Member of the Tennessee Senate from the 6th district
- In office January 11, 2005 – July 2, 2011
- Preceded by: Ben Atchley
- Succeeded by: Sue Atchley

Member of the Tennessee House of Representatives from the 17th district
- In office January 12, 1999 – January 11, 2005
- Preceded by: Wayne Ritchie
- Succeeded by: Frank Niceley

Personal details
- Born: March 6, 1972 (age 54)
- Party: Republican
- Spouse(s): Jeff Hagood (div.) Bill Woodson ​(m. 2005)​
- Children: 3
- Education: University of Tennessee (BA, JD)
- Website: Senate website

= Jamie Woodson =

American politician (born 1972)

Jamie Roberts Woodson (born March 6, 1972) is an American politician who served as a state senator in the Tennessee General Assembly from 2005 to 2011 and was Speaker Pro Tem and Chairman of the Senate Education Committee. She also served three two-year terms in the Tennessee House of Representatives from 1999 to 2005.

==Biography==
She attended the University of Tennessee (UT) in Knoxville and graduated with a Bachelor of Arts degree and a J.D. She was a member of Alpha Omicron Pi sorority while she was at UT. She was admitted to the Tennessee Bar and works as an attorney. Her first marriage was to Jeff Hagood, whose surname she used during the first several years of her political career.

She won election to a two-year term in the Tennessee House of Representatives in 1998 as a Republican, representing the 17th State House District. She won re-election in 2000 and 2002, serving in the 101st through 103rd General Assemblies. In 2004 she was elected to a four-year term in the state senate.

In summer 2005, she was married to Knoxville lawyer William (Bill) Woodson Jr., at the couple's farm "Horse Fly Farm." Upon her marriage, she assumed her new husband's last name. She has three stepchildren: Joseph, Elizabeth, and Caitlin.

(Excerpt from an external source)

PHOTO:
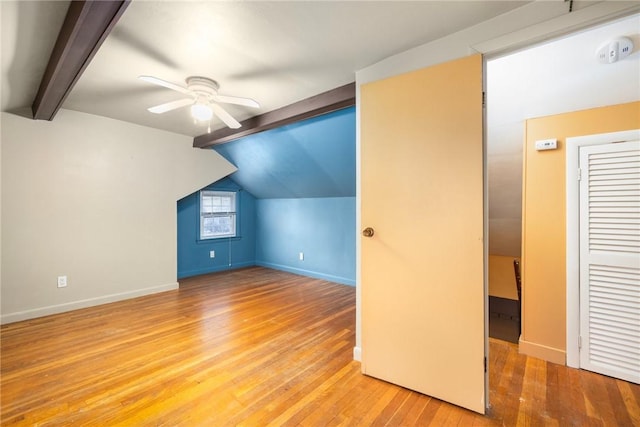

Woodson represented the 6th district in the Tennessee Senate. The district at the time comprised the majority of Knox County. After her first term in the state senate, she was re-elected in 2008 to a second four-year term. In January 2009 she was elected Speaker Pro-Tem for the 106th General Assembly (2009–2010).

During the 105th General Assembly (2007–2008) she served as the Secretary of the Senate Republican Caucus, as the chair of the Senate Education Committee, and as a member of the Senate Judiciary Committee and the Senate Transportation Committee. In 2007 she sponsored legislation that resulted in a major revision to Tennessee's K-12 education funding formula, creating Basic Education Program 2.0, often known as BEP 2.0. She also helped lead efforts to improve education, including to identify and support effective teaching, raise academic standards for Tennessee students, turn around low-performing schools, and expand high-quality public charter schools in Tennessee.

In April 2011, Woodson announced that she would resign her Senate seat after the 2011 session of the General Assembly. She then became the head of SCORE, an education reform organization started by former U.S. Senator Bill Frist. SCORE focuses on achieving three student achievement goals for Tennessee: being among the fastest-improving states and ranked in the top half of states in student achievement on the National Assessment of Educational Progress by 2020; closing student achievement gaps at every grade level and in all subject areas by income, race, geographic location, and student need; and preparing every Tennessee student to graduate ready for postsecondary education and the workforce.

Woodson also serves on the Tennessee Fish & Wildlife Commission and the boards of the Governor's Foundation for Health and Wellness, Tennessee Business Roundtable, and the Policy Innovators in Education (PIE) Network.